„Tatort“ aus Stuttgart: Aura futsch
In einem Wohnprojekt hat es einen Mord gegeben. Wenn am Ende auch Salbeiräuchern nicht mehr hilft, müssen halt doch die Ermittler ran.
![Figur Stefan wird von anderen Mitgliedern des Wohnprojekts des Mordes beschuldigt. Figur Stefan wird von anderen Mitgliedern des Wohnprojekts des Mordes beschuldigt.](https://taz.de/picture/4620972/14/26611306-1.jpeg)
Der neue Stuttgart-„Tatort“ funktioniert wie eine „Polizeiruf 110-“Folge, und das ist als Kompliment zu verstehen. Steht die Krimireihe, die ihren Ursprung in fernen DDR-Tagen hat, doch dafür, sich eher mit dem sozialen Umfeld, in dem eine Straftat geschieht – und die gar nicht spektakulär sein muss –, auseinanderzusetzen. Und so kommt der Sonntagskrimi „Das ist unser Haus“ (so hieß mal ein Lied der Band Ton Steine Scherben) als Milieustudie daher. Es wird geschwäbelt auf Teufel komm raus. Das ist schön, Mundart wurde dem Tatort ja über die Jahre abtrainiert.
Wir befinden uns im Kosmos einer Baugemeinschaft, die den Namen „Oase Ostfildern“ trägt. Natürlich ist das alles andere als das – es ist, man ahnt es bald, die reinste Hölle. Alle sind miteinander befreundet (haha). Alle sind nach den aufreibenden Jahren mit Vereinsgründung, Baugeschehen und immer wieder Gruppensitzungen mit nervtötenden Diskussionen und Abstimmungen am Ende. Und alle sind happy, weil sie jetzt endlich in ihrem Haus wohnen. Eine der Häuslebauer*innen wird übrigens von der grandiosen Christiane Rösinger gespielt.

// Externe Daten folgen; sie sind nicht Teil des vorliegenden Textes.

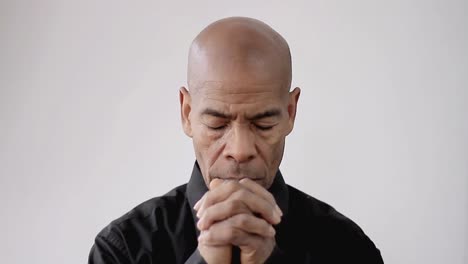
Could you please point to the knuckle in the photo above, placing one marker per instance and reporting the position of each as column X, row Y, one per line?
column 241, row 220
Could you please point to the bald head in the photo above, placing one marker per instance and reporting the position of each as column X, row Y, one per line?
column 239, row 47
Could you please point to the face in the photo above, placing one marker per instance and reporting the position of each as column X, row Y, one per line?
column 238, row 120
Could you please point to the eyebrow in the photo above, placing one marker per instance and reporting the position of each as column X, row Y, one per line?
column 268, row 113
column 215, row 113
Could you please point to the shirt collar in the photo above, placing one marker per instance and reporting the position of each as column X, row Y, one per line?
column 196, row 188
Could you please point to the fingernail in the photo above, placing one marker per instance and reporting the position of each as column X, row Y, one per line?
column 279, row 210
column 277, row 217
column 272, row 231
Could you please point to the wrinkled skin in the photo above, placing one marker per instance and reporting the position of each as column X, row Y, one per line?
column 238, row 111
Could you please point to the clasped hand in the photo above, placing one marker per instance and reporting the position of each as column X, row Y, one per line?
column 237, row 213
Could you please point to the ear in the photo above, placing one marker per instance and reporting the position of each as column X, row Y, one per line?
column 185, row 108
column 292, row 107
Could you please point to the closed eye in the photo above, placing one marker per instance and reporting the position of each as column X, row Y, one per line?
column 264, row 128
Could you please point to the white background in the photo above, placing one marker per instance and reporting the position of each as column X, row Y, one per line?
column 89, row 117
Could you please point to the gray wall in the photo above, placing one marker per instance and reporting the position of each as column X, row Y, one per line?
column 89, row 121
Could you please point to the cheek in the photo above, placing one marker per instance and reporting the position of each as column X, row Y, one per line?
column 206, row 143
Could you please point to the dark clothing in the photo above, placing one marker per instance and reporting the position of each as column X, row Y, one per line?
column 162, row 230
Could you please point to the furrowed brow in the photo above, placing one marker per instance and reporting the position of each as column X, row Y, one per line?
column 268, row 113
column 215, row 113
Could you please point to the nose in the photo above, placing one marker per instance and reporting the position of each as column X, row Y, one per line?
column 240, row 145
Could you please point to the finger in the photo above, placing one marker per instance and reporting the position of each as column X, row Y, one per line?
column 264, row 193
column 219, row 193
column 220, row 212
column 213, row 184
column 252, row 225
column 226, row 232
column 257, row 205
column 242, row 201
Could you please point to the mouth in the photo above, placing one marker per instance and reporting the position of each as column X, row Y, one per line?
column 258, row 180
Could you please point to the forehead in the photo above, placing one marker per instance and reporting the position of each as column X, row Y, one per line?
column 239, row 93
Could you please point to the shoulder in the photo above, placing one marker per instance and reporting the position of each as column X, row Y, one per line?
column 149, row 212
column 333, row 231
column 132, row 233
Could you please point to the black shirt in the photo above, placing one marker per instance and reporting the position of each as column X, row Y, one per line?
column 162, row 230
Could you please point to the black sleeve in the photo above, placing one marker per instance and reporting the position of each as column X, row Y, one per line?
column 109, row 249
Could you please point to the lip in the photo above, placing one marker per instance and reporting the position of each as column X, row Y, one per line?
column 240, row 178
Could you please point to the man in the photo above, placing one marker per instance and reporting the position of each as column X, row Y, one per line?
column 236, row 207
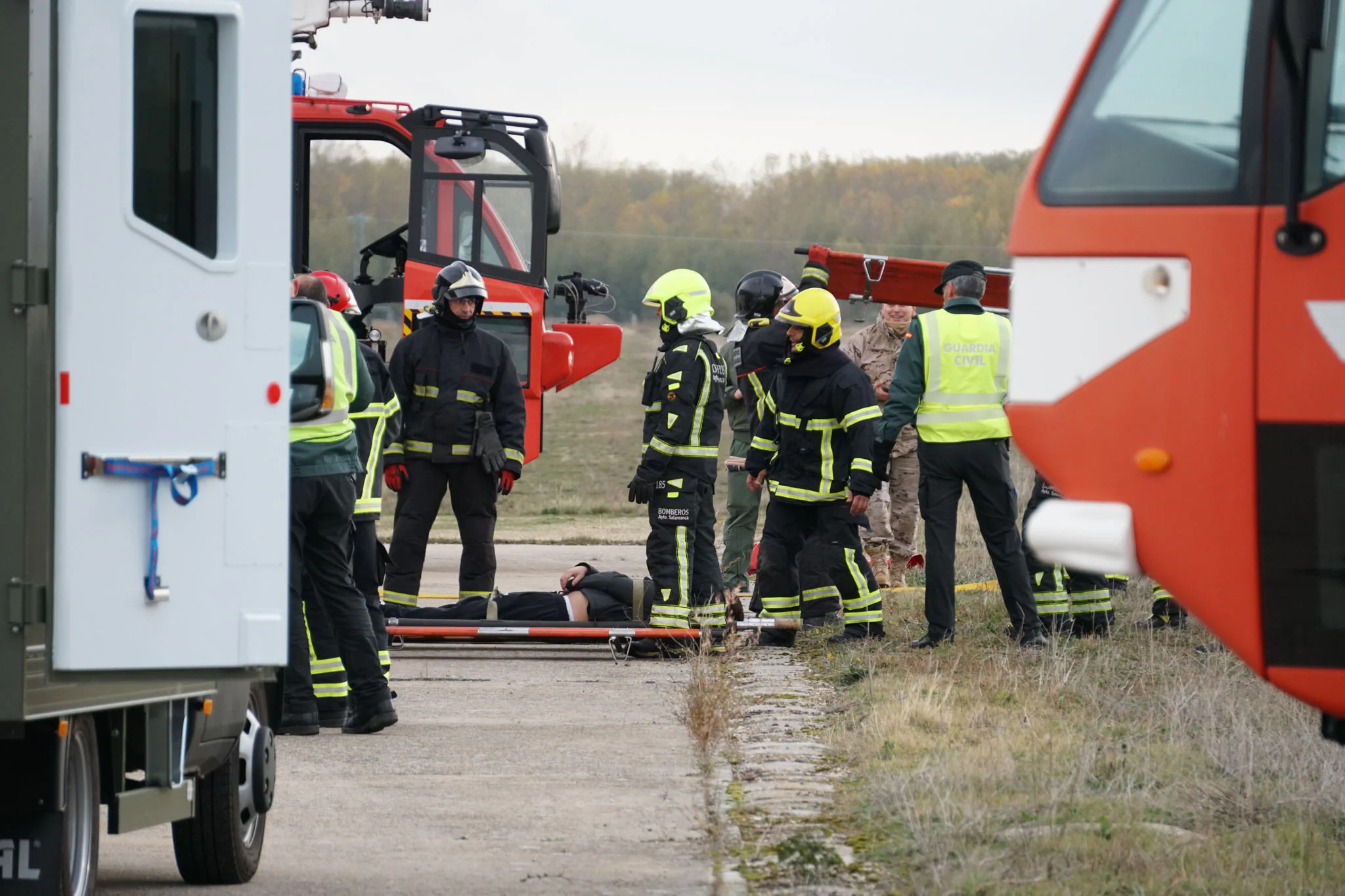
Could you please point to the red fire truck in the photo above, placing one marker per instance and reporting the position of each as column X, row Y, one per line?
column 482, row 187
column 1179, row 366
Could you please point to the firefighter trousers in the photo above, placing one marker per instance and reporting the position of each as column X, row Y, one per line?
column 984, row 467
column 680, row 555
column 471, row 494
column 740, row 527
column 1067, row 599
column 834, row 555
column 320, row 547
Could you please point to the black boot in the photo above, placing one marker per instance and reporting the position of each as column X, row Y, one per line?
column 370, row 719
column 298, row 723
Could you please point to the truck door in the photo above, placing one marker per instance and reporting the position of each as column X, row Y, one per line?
column 170, row 312
column 1301, row 375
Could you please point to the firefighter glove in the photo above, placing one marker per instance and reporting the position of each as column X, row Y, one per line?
column 486, row 444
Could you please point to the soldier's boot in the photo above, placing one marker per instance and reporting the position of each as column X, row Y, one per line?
column 898, row 570
column 879, row 563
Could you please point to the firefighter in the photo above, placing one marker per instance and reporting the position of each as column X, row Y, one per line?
column 758, row 297
column 1069, row 601
column 376, row 427
column 813, row 452
column 951, row 382
column 324, row 459
column 463, row 423
column 684, row 406
column 891, row 542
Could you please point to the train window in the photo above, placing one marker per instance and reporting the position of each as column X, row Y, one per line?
column 1158, row 117
column 175, row 127
column 1301, row 498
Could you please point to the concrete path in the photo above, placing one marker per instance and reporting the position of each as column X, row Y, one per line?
column 513, row 770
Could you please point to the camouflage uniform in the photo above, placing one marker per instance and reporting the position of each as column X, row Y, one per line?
column 893, row 508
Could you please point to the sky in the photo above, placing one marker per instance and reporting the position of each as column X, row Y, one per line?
column 722, row 85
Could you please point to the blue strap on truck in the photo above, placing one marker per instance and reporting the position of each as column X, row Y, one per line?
column 182, row 484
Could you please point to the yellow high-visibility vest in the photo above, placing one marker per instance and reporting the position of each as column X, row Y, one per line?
column 337, row 426
column 966, row 360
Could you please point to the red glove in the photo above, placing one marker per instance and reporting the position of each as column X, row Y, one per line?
column 395, row 476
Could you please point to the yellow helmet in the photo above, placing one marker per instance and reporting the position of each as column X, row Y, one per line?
column 680, row 295
column 814, row 309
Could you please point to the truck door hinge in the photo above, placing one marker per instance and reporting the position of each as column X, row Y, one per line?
column 27, row 603
column 29, row 285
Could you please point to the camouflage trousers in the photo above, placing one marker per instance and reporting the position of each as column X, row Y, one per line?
column 894, row 508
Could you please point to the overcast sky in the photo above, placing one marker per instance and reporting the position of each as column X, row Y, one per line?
column 726, row 82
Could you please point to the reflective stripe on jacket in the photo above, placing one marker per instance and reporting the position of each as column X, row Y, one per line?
column 966, row 367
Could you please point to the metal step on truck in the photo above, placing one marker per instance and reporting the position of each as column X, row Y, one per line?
column 146, row 352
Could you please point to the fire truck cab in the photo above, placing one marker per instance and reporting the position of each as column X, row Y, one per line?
column 481, row 187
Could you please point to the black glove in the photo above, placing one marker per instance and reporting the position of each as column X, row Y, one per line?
column 486, row 444
column 640, row 489
column 881, row 458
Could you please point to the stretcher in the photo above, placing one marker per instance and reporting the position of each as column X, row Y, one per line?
column 619, row 637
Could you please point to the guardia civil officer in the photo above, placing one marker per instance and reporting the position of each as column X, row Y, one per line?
column 463, row 423
column 951, row 382
column 684, row 409
column 813, row 450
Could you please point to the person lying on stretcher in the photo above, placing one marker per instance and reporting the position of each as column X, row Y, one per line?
column 585, row 595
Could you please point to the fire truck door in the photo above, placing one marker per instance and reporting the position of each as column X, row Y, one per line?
column 1301, row 379
column 170, row 310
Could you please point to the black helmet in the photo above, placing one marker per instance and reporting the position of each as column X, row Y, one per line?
column 761, row 292
column 458, row 281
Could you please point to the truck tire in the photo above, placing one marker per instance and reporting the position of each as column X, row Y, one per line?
column 79, row 845
column 222, row 843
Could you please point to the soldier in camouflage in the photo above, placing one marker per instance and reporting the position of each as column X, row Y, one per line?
column 891, row 542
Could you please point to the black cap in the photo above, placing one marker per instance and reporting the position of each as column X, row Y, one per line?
column 962, row 268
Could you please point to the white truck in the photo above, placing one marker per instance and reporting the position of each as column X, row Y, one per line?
column 144, row 402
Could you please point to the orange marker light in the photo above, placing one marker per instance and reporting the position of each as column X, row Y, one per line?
column 1153, row 459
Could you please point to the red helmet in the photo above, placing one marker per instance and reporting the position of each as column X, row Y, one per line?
column 340, row 297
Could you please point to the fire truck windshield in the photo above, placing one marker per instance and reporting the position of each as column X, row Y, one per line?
column 1158, row 116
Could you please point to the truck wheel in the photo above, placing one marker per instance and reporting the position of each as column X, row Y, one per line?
column 79, row 845
column 222, row 844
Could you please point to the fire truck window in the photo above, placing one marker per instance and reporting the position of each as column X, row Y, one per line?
column 1327, row 112
column 516, row 332
column 175, row 127
column 1158, row 119
column 357, row 192
column 509, row 221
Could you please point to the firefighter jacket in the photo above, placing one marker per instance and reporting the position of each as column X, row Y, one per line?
column 613, row 597
column 684, row 410
column 755, row 363
column 376, row 427
column 876, row 350
column 818, row 441
column 443, row 375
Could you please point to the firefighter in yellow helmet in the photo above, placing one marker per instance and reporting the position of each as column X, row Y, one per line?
column 684, row 408
column 813, row 450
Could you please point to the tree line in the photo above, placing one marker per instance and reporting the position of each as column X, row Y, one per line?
column 626, row 224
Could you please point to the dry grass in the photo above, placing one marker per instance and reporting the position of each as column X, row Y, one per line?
column 954, row 747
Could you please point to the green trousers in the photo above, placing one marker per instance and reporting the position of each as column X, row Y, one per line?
column 740, row 527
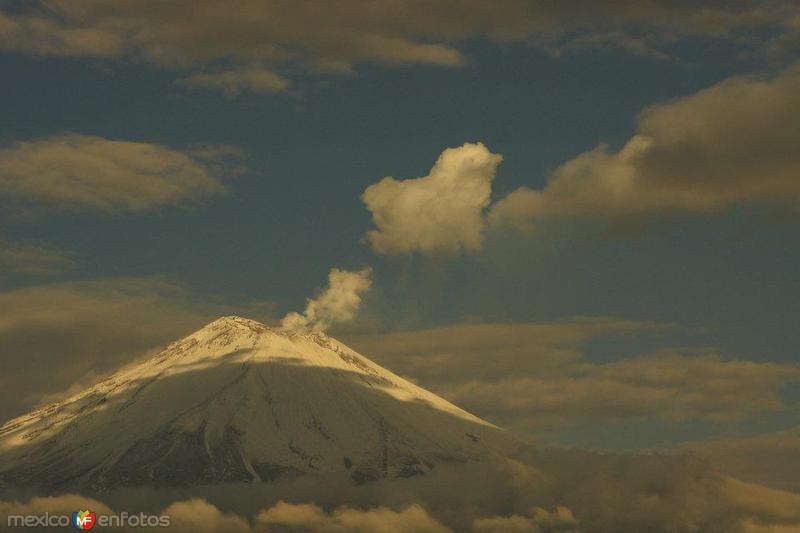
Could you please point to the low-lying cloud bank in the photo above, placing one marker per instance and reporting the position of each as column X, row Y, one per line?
column 540, row 491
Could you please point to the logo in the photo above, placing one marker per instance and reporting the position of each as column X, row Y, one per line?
column 83, row 520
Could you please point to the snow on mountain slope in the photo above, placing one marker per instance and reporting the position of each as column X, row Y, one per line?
column 238, row 401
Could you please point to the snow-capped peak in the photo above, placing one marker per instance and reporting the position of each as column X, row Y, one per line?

Doch dann ist das Fundament undicht, Wasser dringt ein, da muss man also noch mal ran. Dabei findet die Baufirma eine Leiche, arg verwest, sie hat dort rund ein Jahr gelegen. Hätte man nicht auf „Ökopampe“ bestanden, sondern auf Chemie gesetzt, fasst es ein Bauarbeiter zusammen: die Leiche wäre nie ans Tageslicht gekommen.
Und schon dreht sich das Karussell. Schnell ist klar, dass der Täter oder die Täterin aus dem Haus stammen muss. Da hilft auch Salbeiräuchern nichts, die Aura des Hauses ist futsch: Denn bei der Toten handelte es sich um eine Anwärterin für eine der Wohnungen. Oder doch nicht?
Es geht lange hin und her (und hoch her), gängige Volten werden geschlagen, es gibt einen Haufen Verdächtiger, hinzu kommen Klatsch und Tratsch, schwelende Konflikte, und dann immer mal eine neue Spur. Bootz (Felix Klare) befragt die Nachbarn, Lannert (Richy Müller) die Angehörigen vermisster Frauen – das sind klasse Milieustudien en miniature, herrlich anzuschauen. Ein „Tatort“, der richtig Spaß macht.
Stuttgart-„Tatort“: „Das ist unser Haus“, So., 20.15 Uhr
Ach ja, Christiane Rösinger ist ja auch bekannt als Berliner Sängerin wunderbarer Songs. In ihrem Hit „Eigentumswohnung“, 2017 auf ihrem Album „Lieder ohne Leiden“ erschienen, singt sie: „Von den Eltern zur Belohnung / und zur eigenen Nervenschonung / und zur ständigen Naherholung / kriegen wir jetzt eine Eigentumswohnung.“ Von wegen Baugenossenschaft!